Personas are just as valuable in B2B. Personas bring a particular type of customer to life. It helps Marketing, Sales, Customer Support and the rest of the organization understand the personality, motivations, priorities, challenges and concerns.  Personas provide a common organization-wide point of view about customers and insights their preferences regarding messages, content and channels.

The Value of Roles and Personas

Using roles and personas to help with marketing initiatives has advantages and disadvantages. 

A guiding principle about defining a role is that the information should fit on a single index card. Roles are concise quick and easy to understand. However, typically roles do not provide context or a portrait of the customer.

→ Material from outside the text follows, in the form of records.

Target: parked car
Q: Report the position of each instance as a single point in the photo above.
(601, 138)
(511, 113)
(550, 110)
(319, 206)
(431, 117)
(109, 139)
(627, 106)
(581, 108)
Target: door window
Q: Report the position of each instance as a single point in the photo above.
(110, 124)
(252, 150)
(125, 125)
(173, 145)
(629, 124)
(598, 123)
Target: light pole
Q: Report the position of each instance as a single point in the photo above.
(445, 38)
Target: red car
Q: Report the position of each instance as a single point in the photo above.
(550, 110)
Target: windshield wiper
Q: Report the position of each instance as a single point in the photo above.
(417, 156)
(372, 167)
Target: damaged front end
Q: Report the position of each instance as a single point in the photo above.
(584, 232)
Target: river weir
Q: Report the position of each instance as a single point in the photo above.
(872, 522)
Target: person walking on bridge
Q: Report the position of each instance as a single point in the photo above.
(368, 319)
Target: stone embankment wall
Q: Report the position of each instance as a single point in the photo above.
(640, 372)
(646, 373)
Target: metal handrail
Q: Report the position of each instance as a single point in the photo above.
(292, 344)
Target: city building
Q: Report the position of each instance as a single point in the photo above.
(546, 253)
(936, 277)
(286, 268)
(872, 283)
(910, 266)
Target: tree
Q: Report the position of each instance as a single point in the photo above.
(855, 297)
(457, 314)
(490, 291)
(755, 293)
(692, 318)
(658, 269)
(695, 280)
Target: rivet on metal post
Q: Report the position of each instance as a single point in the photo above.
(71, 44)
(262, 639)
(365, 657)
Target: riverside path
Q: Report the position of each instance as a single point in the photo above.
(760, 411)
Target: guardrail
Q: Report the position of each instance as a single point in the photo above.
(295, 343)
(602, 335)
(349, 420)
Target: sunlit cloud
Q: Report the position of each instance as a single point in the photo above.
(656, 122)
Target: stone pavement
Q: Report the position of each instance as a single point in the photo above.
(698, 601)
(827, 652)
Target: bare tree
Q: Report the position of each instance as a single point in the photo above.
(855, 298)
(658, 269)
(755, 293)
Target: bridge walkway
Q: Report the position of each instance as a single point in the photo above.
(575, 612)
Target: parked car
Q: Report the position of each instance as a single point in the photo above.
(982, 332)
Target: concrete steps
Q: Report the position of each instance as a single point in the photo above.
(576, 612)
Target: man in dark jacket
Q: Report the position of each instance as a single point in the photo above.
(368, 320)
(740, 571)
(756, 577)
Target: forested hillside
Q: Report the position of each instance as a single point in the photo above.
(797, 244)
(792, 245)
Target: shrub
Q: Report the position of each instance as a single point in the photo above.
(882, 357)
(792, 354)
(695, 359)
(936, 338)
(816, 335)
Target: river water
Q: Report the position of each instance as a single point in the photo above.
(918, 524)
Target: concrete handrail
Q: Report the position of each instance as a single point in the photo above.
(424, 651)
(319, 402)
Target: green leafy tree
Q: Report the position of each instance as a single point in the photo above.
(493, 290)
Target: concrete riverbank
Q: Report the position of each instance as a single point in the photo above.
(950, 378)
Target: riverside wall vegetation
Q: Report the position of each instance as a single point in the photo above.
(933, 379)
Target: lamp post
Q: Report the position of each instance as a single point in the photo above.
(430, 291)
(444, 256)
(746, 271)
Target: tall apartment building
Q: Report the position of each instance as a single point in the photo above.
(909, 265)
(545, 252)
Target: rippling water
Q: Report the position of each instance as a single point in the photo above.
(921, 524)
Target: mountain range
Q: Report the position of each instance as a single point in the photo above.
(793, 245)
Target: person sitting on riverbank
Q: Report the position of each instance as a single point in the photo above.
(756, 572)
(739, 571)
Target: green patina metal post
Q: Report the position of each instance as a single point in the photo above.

Customers are people. As such they are complex and multifaceted.  Personas tend to provide a better reflection of the customer. For them to be valuable, there must a an appealing, memorable narrative associated with the persona. If overdone personas can obscure what is important and make it difficult to know where to focus.

Persona development is quite an undertaking.  When does it make sense to go through the effort of creating personas? When people performing the same function act (buy, use, etc.) differently because they have different motivations, intentions, context, skills or experiences then personas will provide you with greater insight than a role approach.

Personas also enable customer-centricity and facilitate organization-wide alignment, making it easier for everyone to keep their target market and prospects in mind as they go about their respective functions related to increasing revenue and profitability. Creating personas takes real research.